I smiled. "The one and only. Your attitude remains unchanged, I see."
"I ain't da one wit' an attitude problem. Lissen, I'm just here ta fix da pipes 'neat' da sink. Ya mind?"
"Not at all. Mind if I watch? My ride's not due for a while."
For a few minutes, I watched him unscrew pipes. I guess he saves his tentacles for when he needs them. Then I decided to broach the subject I'd been thinking about since I last saw him.
"You weren't entirely fair, you know."
"Back at the bar."
"Lissen, I just toldja, you wanna get on wit' yer lives, do it. Ya wanna sit 'n' cry, fine. But'cha do one 'ting 'n' say anudder ... not too smart."
I nodded. "Agreed. If we were just depressed about our condition, we'd be pretty dumb."
He looked out from under the sink. "Sure. Ya gotta work wit' what'cha got."
"Oh, we do. I mean, our conditions are inconvenient, sure ... but who wants an easy life?"
"But when you told us we were crying over nothing ... "
"Hey, your business."
"Ohhh, no. You made the point, now let's follow it up."
He went back to work on the sink, but I decided he could hear me anyway. I continued. "See, you said we were just bellyaching. Now, if we were just upset over our conditions, our appearance, stuff like that, sure, that'd be dumb. But we aren't."
"Really", I said. "Most of us have gotten used to ourselves. No, we're mainly upset because we're getting killed and maimed."
He peeped out from beneath the sink. "It's dat bad out dere?"
I grimaced. "One of the barmaids got shot a while back because she was a SCAB. Mind you, she could've avoided it."
"Oh, she could've just let me die."
That stopped him cold. "You was gonna die?"
"Pretty likely. I was busy keeping another guy from caving in my skull."
"Not to mention the guy who got a faceful of pepper spray waiting at the crosswalk and nearly put his eyes out with his own claws, the Firsters who tried to stiff a company on the grounds they were SCABS, the ... "
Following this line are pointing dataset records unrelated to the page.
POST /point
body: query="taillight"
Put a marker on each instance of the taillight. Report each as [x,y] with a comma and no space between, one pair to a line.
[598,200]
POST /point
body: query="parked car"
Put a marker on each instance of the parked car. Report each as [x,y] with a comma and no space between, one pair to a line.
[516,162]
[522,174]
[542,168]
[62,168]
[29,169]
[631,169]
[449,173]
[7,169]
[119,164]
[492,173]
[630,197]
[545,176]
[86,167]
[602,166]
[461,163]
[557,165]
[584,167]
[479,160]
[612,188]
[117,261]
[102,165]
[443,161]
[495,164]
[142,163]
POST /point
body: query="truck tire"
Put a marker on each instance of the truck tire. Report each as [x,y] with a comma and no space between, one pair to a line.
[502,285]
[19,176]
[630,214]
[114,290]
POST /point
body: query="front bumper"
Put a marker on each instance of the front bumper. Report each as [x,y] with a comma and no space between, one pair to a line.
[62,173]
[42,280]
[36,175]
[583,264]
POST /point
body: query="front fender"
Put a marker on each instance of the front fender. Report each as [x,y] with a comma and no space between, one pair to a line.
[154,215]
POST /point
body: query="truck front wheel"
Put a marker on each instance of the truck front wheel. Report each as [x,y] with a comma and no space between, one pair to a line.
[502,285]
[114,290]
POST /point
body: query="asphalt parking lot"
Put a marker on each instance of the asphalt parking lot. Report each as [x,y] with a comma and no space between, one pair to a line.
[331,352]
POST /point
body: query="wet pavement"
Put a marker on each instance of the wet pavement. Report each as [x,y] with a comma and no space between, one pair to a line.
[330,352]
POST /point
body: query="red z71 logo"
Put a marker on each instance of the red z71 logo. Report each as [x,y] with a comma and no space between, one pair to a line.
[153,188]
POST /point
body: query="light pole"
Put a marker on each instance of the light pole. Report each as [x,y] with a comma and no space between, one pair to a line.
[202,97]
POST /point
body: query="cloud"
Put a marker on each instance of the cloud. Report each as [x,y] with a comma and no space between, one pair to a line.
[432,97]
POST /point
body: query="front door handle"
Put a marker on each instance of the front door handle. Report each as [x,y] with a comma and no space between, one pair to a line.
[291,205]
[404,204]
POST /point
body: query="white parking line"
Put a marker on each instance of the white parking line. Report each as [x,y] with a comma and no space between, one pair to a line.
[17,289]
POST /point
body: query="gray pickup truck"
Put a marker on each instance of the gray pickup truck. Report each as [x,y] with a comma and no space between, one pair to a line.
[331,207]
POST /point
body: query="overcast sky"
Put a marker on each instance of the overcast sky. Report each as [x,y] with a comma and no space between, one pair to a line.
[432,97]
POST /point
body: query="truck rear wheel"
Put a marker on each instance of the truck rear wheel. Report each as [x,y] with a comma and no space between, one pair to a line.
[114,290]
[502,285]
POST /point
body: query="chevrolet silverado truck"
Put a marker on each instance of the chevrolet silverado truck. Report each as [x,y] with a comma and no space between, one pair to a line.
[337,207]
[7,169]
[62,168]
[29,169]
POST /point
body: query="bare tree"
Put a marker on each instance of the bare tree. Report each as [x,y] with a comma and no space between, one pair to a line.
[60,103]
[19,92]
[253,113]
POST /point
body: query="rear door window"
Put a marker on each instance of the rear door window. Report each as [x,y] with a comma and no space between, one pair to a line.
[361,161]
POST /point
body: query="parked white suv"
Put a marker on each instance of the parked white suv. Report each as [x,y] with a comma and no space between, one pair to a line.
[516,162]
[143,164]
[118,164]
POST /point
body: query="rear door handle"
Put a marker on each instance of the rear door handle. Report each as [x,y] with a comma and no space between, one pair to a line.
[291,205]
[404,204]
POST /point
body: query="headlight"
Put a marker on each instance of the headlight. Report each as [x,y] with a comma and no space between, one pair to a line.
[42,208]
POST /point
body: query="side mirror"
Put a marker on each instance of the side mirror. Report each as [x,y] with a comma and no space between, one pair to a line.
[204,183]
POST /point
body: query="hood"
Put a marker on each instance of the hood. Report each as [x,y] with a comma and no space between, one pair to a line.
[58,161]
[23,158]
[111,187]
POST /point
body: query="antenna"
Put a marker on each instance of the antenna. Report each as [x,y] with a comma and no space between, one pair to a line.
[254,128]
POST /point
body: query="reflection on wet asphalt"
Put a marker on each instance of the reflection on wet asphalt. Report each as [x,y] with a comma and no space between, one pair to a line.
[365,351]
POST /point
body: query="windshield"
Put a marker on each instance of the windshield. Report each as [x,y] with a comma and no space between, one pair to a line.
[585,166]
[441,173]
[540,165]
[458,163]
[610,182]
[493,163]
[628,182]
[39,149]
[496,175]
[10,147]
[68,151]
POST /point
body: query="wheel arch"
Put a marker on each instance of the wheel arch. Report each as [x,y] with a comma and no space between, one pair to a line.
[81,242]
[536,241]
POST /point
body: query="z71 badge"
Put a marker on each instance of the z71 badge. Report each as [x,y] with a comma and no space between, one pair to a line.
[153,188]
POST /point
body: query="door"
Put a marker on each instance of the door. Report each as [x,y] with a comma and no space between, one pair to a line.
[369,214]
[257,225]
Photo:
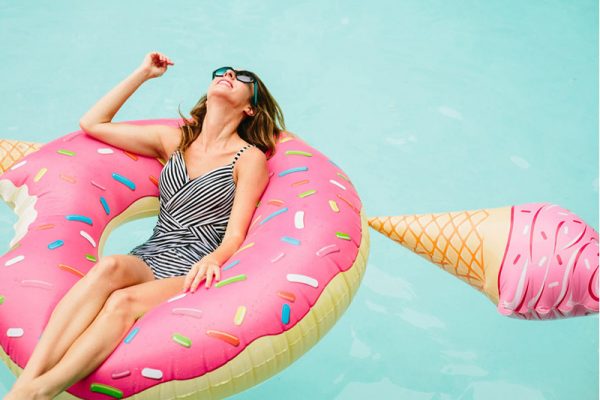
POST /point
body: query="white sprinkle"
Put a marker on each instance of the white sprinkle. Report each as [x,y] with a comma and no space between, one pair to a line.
[542,261]
[152,373]
[303,279]
[18,165]
[179,296]
[88,237]
[14,260]
[337,183]
[299,219]
[277,258]
[14,332]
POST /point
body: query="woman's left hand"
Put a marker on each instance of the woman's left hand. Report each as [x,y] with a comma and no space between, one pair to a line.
[205,268]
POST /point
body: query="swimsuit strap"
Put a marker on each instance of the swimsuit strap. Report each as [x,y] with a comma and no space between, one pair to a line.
[237,155]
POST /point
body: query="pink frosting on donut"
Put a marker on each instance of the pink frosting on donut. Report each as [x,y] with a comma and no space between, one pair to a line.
[292,256]
[550,267]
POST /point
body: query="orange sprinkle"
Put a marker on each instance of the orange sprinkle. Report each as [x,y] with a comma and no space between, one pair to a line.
[72,270]
[46,226]
[130,155]
[224,336]
[287,296]
[300,182]
[70,179]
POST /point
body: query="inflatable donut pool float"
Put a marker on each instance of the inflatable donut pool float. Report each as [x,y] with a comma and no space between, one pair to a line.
[292,278]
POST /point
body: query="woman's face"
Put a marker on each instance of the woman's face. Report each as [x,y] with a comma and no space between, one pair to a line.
[228,89]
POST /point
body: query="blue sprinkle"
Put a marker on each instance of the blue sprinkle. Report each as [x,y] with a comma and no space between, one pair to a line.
[290,240]
[124,181]
[105,205]
[285,313]
[231,264]
[289,171]
[55,244]
[82,218]
[272,215]
[129,337]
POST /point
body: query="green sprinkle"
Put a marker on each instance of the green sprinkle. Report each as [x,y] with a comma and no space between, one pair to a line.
[236,278]
[105,389]
[182,340]
[307,193]
[342,235]
[66,152]
[298,152]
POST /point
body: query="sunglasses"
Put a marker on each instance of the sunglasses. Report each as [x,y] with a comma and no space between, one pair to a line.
[242,76]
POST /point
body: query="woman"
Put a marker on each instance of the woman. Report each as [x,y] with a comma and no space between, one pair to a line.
[206,208]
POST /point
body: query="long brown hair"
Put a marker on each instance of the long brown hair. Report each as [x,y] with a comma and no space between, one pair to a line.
[262,130]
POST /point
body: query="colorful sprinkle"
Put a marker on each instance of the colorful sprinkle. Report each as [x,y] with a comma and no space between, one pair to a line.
[99,186]
[290,240]
[105,150]
[190,312]
[182,340]
[323,251]
[80,218]
[105,205]
[287,295]
[273,214]
[226,337]
[307,193]
[299,220]
[302,182]
[152,373]
[291,170]
[88,237]
[14,260]
[342,235]
[237,278]
[239,315]
[40,173]
[15,332]
[277,257]
[307,280]
[285,313]
[70,269]
[131,335]
[333,206]
[230,265]
[66,152]
[336,183]
[298,153]
[123,180]
[17,165]
[55,244]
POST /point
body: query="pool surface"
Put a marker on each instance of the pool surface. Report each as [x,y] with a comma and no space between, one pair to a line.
[428,106]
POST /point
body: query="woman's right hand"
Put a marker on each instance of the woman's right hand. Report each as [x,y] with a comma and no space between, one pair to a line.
[155,64]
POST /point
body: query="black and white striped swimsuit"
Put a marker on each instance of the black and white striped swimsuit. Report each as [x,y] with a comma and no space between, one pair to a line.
[192,218]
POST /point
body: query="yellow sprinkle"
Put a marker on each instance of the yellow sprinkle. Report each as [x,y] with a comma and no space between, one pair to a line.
[239,315]
[333,206]
[40,173]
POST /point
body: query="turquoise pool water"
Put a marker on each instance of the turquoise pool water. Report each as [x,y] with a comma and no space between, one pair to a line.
[428,106]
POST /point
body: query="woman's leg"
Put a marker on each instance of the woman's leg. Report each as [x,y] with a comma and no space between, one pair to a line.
[78,308]
[99,340]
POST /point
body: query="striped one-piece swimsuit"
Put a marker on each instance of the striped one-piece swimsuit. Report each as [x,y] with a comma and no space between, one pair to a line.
[192,218]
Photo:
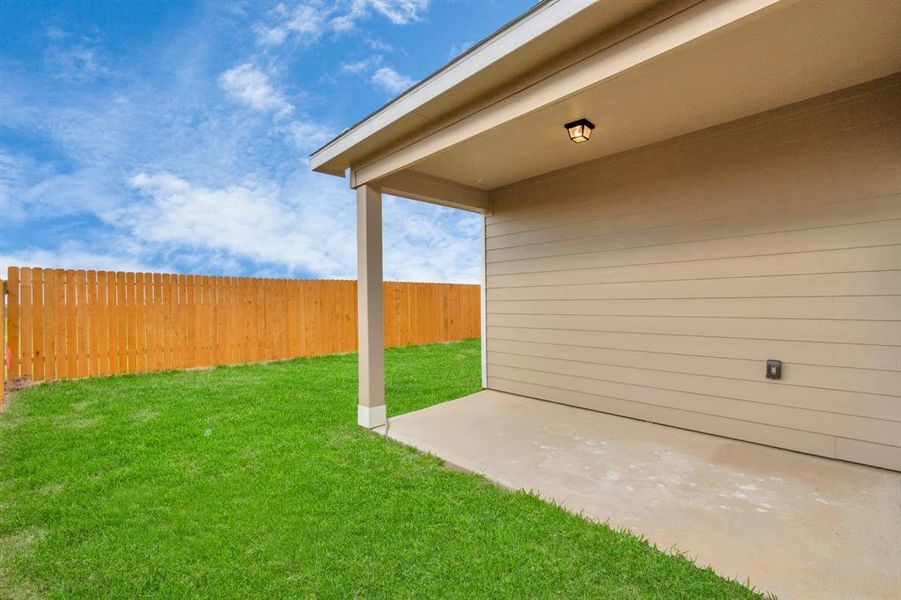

"Hey, I get da point, already! Ya wanna turn on da water?"
I did. "Then, of course, there's Barnes."
"Ahh, there's lotsa politicians."
"True. But the movement that almost got him elected wants to declare all SCABS below a vertain percentage of human form to be animals."
"Nope. Donnie'd likely be put in a barn. Colleen in a kennel. And some of the others ... " I shook my head. "Some of 'em wouldn't make it to morning."
"C'mon. He couldn' do dat. Turn off da water now."
I did. "Not in so many words ... but remember his campaign speech. All SCABS who had lost the ability to communicate due to the disease would be declared animals. That takes out every full 'morph in the city. Not to mention Donnie, Colleen, maybe even Buck ... all of 'em, just ... well ... officially dead."
The plumber shook his head sadly. "Jee-zusschristonnacrutch."
I smirked sadly. "Not my words, but I share the sentiment."
"So why'd'ja light inta me before?"
I chuckled. "Simple. The last five people who said someone around me was getting worked up over nothing were Human First'ers. They started off with "Ah, there's nothing to complain about", and wound up with "Because you're lucky to be alive, you sorry piles of garbage". They weren't that nice, of course ... "
"Yeah. I get da pitcher."
I smiled sadly. "Listen. You had a lot of good points. But next time, get more info before telling someone what they should and shouldn't get upset over, huh?"
He smiled and waved a wrench at me. "Hey. No promises."
"Gotcha. Well, I'd best be going. My play starts in a few hours."